Roulette has held a special fascination for gamblers of all ages for several centuries. One of the most interesting things about the game is that here in the United States, players are usually confronted with a wheel that has a zero and a double zero. In Europe, where the game first began and held the spot as the favorite gambling game for generations, the wheel only has a single zero, giving the house just a 2.7 percent edge.
Besides learning the basics of roulette, there are a multitude of systems that are often purported to give the player the edge over the game. Nothing could be further from the truth.
During the 1800's, the casinos of Europe, especially those in Monte Carlo and Germany, catered to the upper crust of society who strode the grounds in splendid evening wear. The casinos and the players were glamorous and affluent. They played with finesse and style, and nobody had more style than Joseph Jagger, who broke the bank at Monte Carlo by finding a bias in the wheel.Finding a Roulette System
You don't really have to show any finesse to play roulette in the US, but it helps if you treat your bankroll with a little respect. Roulette systems have been devised, broken-down, massaged, and miscalculated for years. The way to enjoy roulette is to choose a system you are comfortable with and have fun at the table, not with whether you win or lose. This is good, since a zero and double zero wheel has a house edge of 5.26 percent.
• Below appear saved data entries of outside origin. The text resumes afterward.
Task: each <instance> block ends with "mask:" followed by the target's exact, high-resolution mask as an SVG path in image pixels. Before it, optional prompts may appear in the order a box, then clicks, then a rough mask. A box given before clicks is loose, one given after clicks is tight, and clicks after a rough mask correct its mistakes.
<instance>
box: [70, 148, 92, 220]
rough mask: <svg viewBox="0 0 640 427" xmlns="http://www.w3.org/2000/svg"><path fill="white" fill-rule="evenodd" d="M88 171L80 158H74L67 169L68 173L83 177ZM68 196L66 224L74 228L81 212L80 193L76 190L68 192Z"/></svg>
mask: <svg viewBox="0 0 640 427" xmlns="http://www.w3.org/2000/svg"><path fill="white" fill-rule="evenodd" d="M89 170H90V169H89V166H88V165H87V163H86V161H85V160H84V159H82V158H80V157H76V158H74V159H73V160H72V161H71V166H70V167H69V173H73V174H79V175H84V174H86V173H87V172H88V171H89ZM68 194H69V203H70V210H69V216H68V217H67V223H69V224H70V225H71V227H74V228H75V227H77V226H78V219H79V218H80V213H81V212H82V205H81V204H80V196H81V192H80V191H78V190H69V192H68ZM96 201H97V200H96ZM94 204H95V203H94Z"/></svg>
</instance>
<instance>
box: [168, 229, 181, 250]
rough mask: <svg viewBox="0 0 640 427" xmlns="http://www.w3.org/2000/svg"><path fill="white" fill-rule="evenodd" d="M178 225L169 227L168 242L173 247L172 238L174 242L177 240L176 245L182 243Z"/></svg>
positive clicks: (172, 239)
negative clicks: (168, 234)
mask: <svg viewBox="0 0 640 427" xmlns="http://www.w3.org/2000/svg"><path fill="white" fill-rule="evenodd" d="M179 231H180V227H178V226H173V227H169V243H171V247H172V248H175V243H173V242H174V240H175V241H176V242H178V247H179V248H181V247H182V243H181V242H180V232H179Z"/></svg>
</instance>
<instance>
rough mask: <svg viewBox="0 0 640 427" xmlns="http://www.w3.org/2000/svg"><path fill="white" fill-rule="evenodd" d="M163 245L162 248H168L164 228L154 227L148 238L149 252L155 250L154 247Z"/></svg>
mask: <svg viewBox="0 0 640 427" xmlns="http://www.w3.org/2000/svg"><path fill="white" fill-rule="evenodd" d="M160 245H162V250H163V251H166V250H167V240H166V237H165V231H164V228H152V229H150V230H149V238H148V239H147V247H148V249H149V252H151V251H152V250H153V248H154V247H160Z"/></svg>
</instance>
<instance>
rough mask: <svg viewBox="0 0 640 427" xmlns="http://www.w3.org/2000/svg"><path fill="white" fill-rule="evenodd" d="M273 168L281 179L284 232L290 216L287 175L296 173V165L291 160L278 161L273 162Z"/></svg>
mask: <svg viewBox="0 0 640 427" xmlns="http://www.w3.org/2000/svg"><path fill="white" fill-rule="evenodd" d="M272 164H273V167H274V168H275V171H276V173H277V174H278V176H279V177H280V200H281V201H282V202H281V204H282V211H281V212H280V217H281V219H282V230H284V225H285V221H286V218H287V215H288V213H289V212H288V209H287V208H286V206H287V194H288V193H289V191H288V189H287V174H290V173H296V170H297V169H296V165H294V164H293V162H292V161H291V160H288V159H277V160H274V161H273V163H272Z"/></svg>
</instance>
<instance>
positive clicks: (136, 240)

A famous old gambling system is the Martingale. With this system, a player chooses an even-money bet (pays 1 to 1) such as red/black, odd/even, or 1st 18/2nd 18, and makes a wager. If the wager wins, they make a wager for the same amount on another even-money bet. If it loses, they double their wager - doing so on subsequent spins of the wheel until they win, hit the table maximum, or lose their bankroll.
If that sounds fun, give it a try. You'll probably win several times before a streak of numbers hits and wipes you out. This is not a system any true gambler would suggest for anything other than a lark.
If you are looking for a system that is likely to give you fits, but also provides some fun and excitement while producing some winners, you might consider the Labouchere. You can look like a fine system player as you work your way through a series of bets ranging from 1 to 7 (starting with a bet of 7) and crossing off the high and low number on a winning even-money bet, and adding a new higher number on a loss.
This is a fun system that you can use with a starting table bankroll of $100. You can expect several small loses before being successful and crossing off all number and cashing in.Don't Bet Against Yourself
Show that you are a polished player by toking the dealer on occasion. You can tell the dealer that a chip wagered on any spot if for them. If it wins, they collect. Having bets on the numbers is fun for dealers because a hit pays so well, especially if it is a straight-up bet at 35-1.
You can also show how sophisticated you are by not betting against yourself. Don't bet on both sides of a proposition, such as odd and even at the same time. You'll just breakeven most of the time - except when green comes up, then you'll lose both bets. That probably sounds obvious, but many players like to bet on two bets such as 1-12 as well as 2nd 18. You're covering most of the table but the odds are working against you. You, are working against you. Make sure your bets can both win, such as 1-2 and the second column. It's harder to hit both, but at least it can be done.Consider Conservatism
Gambling often brings out the worst in our emotions, and our senses. Players like instant gratification, so betting on several numbers is common. However, some players just can't wait to hit a winner and they make too many bets on numbers. Betting three or four numbers makes sense, betting twenty numbers at a time does not. Remember that the house edge is always the same, so you are taking a hit on every wager you make. Bet 20 numbers and you get whacked 20 times.
Another way of look at the multiple bet situation is to consider that on a table where you have $1 chips, in the long-run, every time you bet a chip it cost you a nickle (actually 5.4 cents, but why quibble). If you bet on 20 numbers, it costs you $1.08 per spin. And, since there are plenty of numbers you didn't cover, your chance of losing quickly is much higher.
The Europeans had it figured out long ago. Roulette is meant to be played at a leisurely pace. Give yourself a chance to enjoy it.